Last Updated: January 23, 2007

Jim Hill, January 2007

Please forgive the repetition, but it's been another a winter of chair lifts and the pillaging of lift-accessed backcountry for me...which explains the dearth of b/c reports so far. What can I say? Take the excellent snow conditions we've enjoyed this season, and mix in some expert 'slope management' not to mention a keen awareness for the finer lines, and you've clocked the equivalent vertical feet-per-day of say 10 Jim Hill's. I know, I know...what gluttons we are.

But alas, lest we become hopelessly lazy and succumb completely to the mechanized convieniences society affords us, there's always a time and place for a backcountry tour. It had been about a week since the last dump - slopes at the resorts were obviously shredded, but with daytime temps in Seattle below freezing all week long, the backcountry promised to deliver in droves. And so it came to be that Andy and I would finally stretch our legs for our first tour of the season.

We rendezvoused with Jerry, Susan and Eric at the HWY2 pullout. Apparently we weren't the only ones gunning for Jim Hill on this day - there were about 10 cars parked there by the time we started skinning. In addition to our party, I counted fifteen or more people out on Jim Hill's slopes! Eric Houtkooper was also making the alternate Lanham Creek approach to Jim Hill with about twenty others in tow (we never saw Eric or his posse). I think Jerry was exaggerating the exact count, but it neverthess looked to be a seriously busy day on an otherwise relatively tame north facing slope. The race was on!
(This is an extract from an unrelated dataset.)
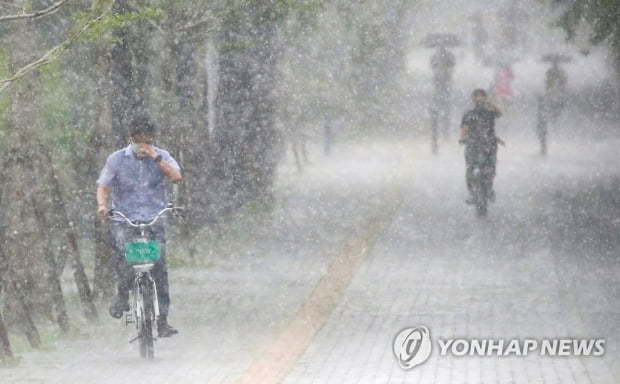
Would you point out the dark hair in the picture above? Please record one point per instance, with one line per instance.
(479, 92)
(141, 125)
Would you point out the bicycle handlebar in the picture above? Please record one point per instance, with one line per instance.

Once in the upper-bowl, Andy and I decided to continue on via Jim Hill's northwest-side in order to gain the same summit saddle Jerry and I did on our previous trip. Much to our dismay, clouds had enveloped the summit ridge by the time we got there making it very difficult to make out where exactly we were. Where was the saddle? Were we even looking down into the North Bowl? We tried waiting it out for a bit, but eventually grew impatient and cold and without a map instead opted to descend the way we came up. We re-joined the ridge crest somewhere above where Jerry and company had dropped-in and prepared for an entirely too-short ride back down the bowl. We continued all the way down to where Henry Creek drains from the lower basin and called it a day. Unfortunately, I don't have any action photos of our descent, but suffice to say they would have looked very much identical to those captured in this video clip. Heck, I even used the same home-made split this time! For the 2004 "Jim Hill" movie in it's entirety, click here. Oh, and one final word to the wise - absolutely under no circumstances should you consider returning via the east-side of Henry Creek. Believe me, however bad the west-side approach is, the east-side return is far worse!